Search code examples
pythonsrt

Is there some kind of limit to the amount of output Python 3.4 allows using the write() method at one time?


I put trailing print() methods right next to my write() method lines at the end of my code to test why my output files were incomplete. But, the print() output is "all the stuff" I expect; while the write() output is off by a confusing amount (only 150 out of 200 'things'). Reference Image of Output: IDLE versus external output file

FYI: Win 7 64 // Python 3.4.2

My modules take an SRT captions file ('test.srt') and returns a list object I create from it; in particular, one with 220 list entries of the form: [[(index), [time], string]]

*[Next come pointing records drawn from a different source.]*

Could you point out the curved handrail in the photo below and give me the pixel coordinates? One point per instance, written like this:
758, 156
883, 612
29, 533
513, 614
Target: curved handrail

times = open('times.txt', 'w')

### A portion of Riobard's SRT Parser: srt.py
import re

def tc2ms(tc):
    ''' convert timecode to millisecond '''

    sign    = 1
    if tc[0] in "+-":
        sign    = -1 if tc[0] == "-" else 1
        tc  = tc[1:]

    TIMECODE_RE     = re.compile('(?:(?:(?:(\d?\d):)?(\d?\d):)?(\d?\d))?(?:[,.](\d?\d?\d))?')
    match   = TIMECODE_RE.match(tc)
    try: 
        assert match is not None
    except AssertionError:
        print(tc)
    hh,mm,ss,ms = map(lambda x: 0 if x==None else int(x), match.groups())
    return ((hh*3600 + mm*60 + ss) * 1000 + ms) * sign

# my code
with open('test.srt') as f:
    file = f.read()

srt = []

for line in file:
    splitter = file.split("\n\n")

# SRT splitter
i = 0
j = len(splitter)
for items in splitter:
    while i <= j - 2:
        split_point_1 = splitter[i].index("\n")
        split_point_2 = splitter[i].index("\n", split_point_1 + 1)
        index = splitter[i][:split_point_1]
        time = [splitter[i][split_point_1:split_point_2]]
        time = time[0][1:]
        string = splitter[i][split_point_2:]
        string = string[1:]
        list = [[(index), [time], string]]
        srt += list
        i += 1

# time info outputter
i = 0
j = 1
for line in srt:
    if i != len(srt) - 1:
        indexer = srt[i][1][0].index(" --> ")
        timein = srt[i][1][0][:indexer]
        timeout = srt[i][1][0][-indexer:]
        line_time = (tc2ms(timeout) - tc2ms(timein))/1000
        space_time = ((tc2ms((srt[j][1][0][:indexer]))) - (tc2ms(srt[i][1][0][-indexer:])))/1000
        out1 = "The space between Line " + str(i) + " and Line " + str(j) + " lasts " + str(space_time) + " seconds." + "\n"
        out2 = "Line " + str(i) + ": " + str(srt[i][2]) + "\n\n"
        times.write(out1)
        times.write(out2)
        print(out1, end="")
        print(out2)
        i += 1
        j += 1
    else:
        indexer = srt[i][1][0].index(" --> ")
        timein = srt[i][1][0][:indexer]
        timeout = srt[i][1][0][-indexer:]
        line_time = (tc2ms(timeout) - tc2ms(timein))/1000
        outend = "Line " + str(i) + ": " + str(srt[i][2]) + "\n<End of File>"
        times.write(outend)
        print(outend)

My two write() method output files, respectively, only print out either ~150 or ~200 items of the 220 things it otherwise correctly prints to the screen.


Solution

  • You want to close your times file when done writing; operating systems use write buffers to speed up file I/O, collecting larger blocks of data to be written to disk in one go; closing the file flushes that buffer:

    times.close()
    

    Consider opening the file in a with block:

    with open('times.txt', 'w') as times:
        # all code that needs to write to times